This is the administration interface for the SEC Directory system. It's built on Django, utilizing docker to manage the build process and dependencies.
This application's primary purpose is to push directory data into a search index on Algolia. The main source for that data is the existing SEAS directory feed used for the www.seas.harvard.edu website; other people and places can be manually entered through the Django admin interface. Those three data sources are then compiled into a single "Rollup" data model, which is added to the Algolia index.
A separate sec-directory-client project hosts the applications public-facing code, with connects directly to Algolia to search and display results from the index.
For development, there is a docker-compose.yml file in the root of the project. You'll need to copy the template.env file to .env and fill in the appropriate values for the database connection and the Algolia application and index.
For Algolia, you'll need to provide the ALGOLIA_APP_ID that owns the index defined in ALGOLIA_INDEX, and provide an ALGOLIA_API_KEY that has permission to addObject, deleteObject and deleteIndex for that same index. For security reasons, it's best to create a "Secured API key" scoped to the index, and we recommend using different indices for production, development, and testing.
With the .env file created, run:
$ docker-compose upWhich should bring up the app and database containers. From there, you can access the Django admin interface in the browser at http://localhost:8000/admin and log in with the credentials defined in the DJANGO_SUPERUSER_USERNAME and DJANGO_SUPERUSER_PASSWORD variables.
Our Dockerfile uses a multi-stage build, and the docker-compose file targets the development stage, which has some additional system dependencies installed and runs the built-in Django web server. To install additional python dependencies, you should put them in app/requirements.txt and rebuild the image with:
$ docker-compose buildTo access Django's CLI tool, you can run:
$ docker-compose exec web python manage.pyThat will list all of the available commands. For development the most important ones will be:
# Run tests
$ docker-compose exec web python manage.py test
# Run database migrations
$ docker-compose exec web python manage.py migrate
# Run the load_feed_people function to populate the Algolia index defined in ALGOLIA_INDEX
$ docker-compose exec web python manage.py shell --command "from feedperson.utils import load_feed_people; load_feed_people()"The docker image is built by GitHub Action and published through GitHub container registry. To run the latest version of the app:
# Pull the latest copy of the image
$ docker pull ghcr.io/seas-computing/sec-directory-server:stable
# Run the image, passing through the necessary environment variables from our .env file
$ docker run -it --rm --env-file .env ghcr.io/seas-computing/sec-directory-server:stableWhen running in production, the DJANGO_SETTINGS_MODULE environment variable should be set to app.settings.production. By default, the production image will run a gunicorn process that listens on port 8000.

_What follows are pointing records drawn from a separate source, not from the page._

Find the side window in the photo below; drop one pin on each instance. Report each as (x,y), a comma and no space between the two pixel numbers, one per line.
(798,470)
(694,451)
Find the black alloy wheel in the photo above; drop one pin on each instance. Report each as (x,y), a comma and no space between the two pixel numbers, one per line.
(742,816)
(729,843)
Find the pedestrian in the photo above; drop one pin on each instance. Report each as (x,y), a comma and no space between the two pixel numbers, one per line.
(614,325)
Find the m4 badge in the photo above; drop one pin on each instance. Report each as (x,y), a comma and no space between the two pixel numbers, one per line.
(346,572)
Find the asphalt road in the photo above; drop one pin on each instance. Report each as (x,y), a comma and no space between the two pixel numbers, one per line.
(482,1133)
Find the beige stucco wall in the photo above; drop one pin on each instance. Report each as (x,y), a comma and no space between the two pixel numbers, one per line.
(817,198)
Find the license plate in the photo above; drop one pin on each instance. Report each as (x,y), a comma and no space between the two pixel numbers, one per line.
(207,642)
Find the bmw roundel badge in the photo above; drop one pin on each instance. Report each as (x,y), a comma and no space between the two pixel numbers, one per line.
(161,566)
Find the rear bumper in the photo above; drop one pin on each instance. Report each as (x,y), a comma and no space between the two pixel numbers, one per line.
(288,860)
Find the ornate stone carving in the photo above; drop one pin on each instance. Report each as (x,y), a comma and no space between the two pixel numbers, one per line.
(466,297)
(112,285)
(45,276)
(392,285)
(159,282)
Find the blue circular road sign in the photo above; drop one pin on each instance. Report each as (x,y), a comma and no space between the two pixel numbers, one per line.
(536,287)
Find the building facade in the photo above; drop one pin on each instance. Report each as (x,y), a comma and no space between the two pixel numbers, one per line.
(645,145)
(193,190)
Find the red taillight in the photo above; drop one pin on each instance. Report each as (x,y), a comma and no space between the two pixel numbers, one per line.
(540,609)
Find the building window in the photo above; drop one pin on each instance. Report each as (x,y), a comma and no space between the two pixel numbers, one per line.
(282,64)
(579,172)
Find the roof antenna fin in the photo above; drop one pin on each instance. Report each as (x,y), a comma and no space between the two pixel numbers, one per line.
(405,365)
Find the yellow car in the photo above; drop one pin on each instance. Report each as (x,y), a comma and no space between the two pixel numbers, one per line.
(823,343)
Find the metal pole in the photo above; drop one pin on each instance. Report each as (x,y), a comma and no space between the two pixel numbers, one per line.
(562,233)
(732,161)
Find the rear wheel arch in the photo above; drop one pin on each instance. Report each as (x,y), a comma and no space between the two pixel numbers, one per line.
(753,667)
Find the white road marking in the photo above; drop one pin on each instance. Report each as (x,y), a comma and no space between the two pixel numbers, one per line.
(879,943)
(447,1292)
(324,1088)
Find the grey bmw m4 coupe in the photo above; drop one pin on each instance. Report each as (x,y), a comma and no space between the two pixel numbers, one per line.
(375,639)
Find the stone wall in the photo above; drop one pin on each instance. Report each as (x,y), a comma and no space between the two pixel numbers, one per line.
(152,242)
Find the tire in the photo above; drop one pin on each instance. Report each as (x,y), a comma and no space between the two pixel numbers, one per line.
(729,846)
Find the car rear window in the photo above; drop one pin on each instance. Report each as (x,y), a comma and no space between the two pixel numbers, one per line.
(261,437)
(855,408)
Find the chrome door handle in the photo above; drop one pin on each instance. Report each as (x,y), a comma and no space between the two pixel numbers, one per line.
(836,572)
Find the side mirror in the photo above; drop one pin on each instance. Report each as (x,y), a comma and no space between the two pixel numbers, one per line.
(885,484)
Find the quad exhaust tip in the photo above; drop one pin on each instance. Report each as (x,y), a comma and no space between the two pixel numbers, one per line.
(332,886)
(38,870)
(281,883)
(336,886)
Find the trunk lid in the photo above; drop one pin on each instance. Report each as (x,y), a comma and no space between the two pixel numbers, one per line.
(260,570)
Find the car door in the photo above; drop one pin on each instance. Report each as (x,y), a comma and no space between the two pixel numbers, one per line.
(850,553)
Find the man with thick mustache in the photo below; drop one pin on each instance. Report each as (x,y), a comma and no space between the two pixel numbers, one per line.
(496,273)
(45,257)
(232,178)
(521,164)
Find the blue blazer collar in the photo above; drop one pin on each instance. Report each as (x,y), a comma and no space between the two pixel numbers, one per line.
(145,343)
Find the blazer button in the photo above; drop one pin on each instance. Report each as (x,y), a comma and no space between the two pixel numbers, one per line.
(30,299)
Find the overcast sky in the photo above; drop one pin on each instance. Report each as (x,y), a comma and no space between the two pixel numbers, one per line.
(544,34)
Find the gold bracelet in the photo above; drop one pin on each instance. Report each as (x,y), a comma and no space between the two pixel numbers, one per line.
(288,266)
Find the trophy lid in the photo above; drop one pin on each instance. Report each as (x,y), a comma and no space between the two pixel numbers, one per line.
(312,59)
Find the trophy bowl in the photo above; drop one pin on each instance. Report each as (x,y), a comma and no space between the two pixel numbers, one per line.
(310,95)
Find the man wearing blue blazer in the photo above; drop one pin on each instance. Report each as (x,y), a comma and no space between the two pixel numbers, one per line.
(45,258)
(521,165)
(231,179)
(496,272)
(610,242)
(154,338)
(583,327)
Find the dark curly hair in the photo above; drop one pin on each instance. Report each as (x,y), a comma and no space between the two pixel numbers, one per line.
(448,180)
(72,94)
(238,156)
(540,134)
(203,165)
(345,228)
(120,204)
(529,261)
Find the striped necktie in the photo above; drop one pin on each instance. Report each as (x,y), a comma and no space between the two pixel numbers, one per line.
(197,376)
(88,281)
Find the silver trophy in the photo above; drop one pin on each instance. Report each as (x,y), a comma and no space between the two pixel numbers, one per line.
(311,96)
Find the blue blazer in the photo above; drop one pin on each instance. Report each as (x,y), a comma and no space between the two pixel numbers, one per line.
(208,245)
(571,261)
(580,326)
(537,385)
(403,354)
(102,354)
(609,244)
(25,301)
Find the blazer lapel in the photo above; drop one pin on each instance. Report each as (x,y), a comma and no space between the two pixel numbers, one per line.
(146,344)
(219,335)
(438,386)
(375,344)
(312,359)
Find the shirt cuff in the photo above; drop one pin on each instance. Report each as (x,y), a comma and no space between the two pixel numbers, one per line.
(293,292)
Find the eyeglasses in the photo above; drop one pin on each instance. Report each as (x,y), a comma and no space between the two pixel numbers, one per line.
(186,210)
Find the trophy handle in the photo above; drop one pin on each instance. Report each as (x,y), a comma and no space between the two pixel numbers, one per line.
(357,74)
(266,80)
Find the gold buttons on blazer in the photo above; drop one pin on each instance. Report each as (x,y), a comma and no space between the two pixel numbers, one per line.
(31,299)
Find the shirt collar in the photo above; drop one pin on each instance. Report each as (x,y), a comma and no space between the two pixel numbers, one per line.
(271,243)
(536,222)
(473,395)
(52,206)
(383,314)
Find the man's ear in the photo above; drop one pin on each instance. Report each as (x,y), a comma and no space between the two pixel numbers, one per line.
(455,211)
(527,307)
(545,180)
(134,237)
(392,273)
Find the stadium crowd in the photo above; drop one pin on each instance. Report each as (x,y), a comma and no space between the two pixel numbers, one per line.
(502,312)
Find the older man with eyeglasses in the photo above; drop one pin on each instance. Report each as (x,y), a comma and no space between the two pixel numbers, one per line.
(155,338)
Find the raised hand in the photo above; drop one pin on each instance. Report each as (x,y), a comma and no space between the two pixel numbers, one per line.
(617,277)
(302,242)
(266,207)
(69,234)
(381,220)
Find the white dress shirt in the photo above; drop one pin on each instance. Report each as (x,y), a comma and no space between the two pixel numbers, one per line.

There is also a docker-compose.prod.yml file that runs the container in production mode behind an nginx proxy. This is primarily useful for testing the production settings; our real production deployment will be using AWS Elastic Container Service, Relational Database Service, and Elastic Load Balancer.
To run in production mode, run:
$ docker-compose --file docker-compose.prod.yml up --buildThen visit http://localhost:1337/admin in the browser.
In addition to serving the administration interface, the Django can also run a function to import the directory feed and push that data to Algolia. In production, this is done through a separate task using the same container.
$ docker run -it --rm --env-file .env ghcr.io/seas-computing/sec-directory-server:stable python manage.py shell --command "from feedperson.utils import load_feed_people; load_feed_people()"When running the container with an additional shell command like this, the app/entrypoint.sh script will not run the gunicorn or development server processes; it will run the command specified, within the /app directory in the container. If the DATABASE environment variable is set to postgres, it will wait for the database defined by SQL_HOST and SQL_PORT to become available before proceeding.
You can also force the container to run in production or development mode by passing --production or --development as the only arguments, or you can run the re-indexing process noted above with the --reindex flag. For example:
# For Production mode
$ docker run -it --rm --env-file .env ghcr.io/seas-computing/sec-directory-server:stable --production
# For Development mode
$ docker run -it --rm --env-file .env ghcr.io/seas-computing/sec-directory-server:stable --development
# Shortcut to run the re-indexing command
$ docker run -it --rm --env-file .env ghcr.io/seas-computing/sec-directory-server:stable --reindexWith no arguments, the image will default to running in production mode.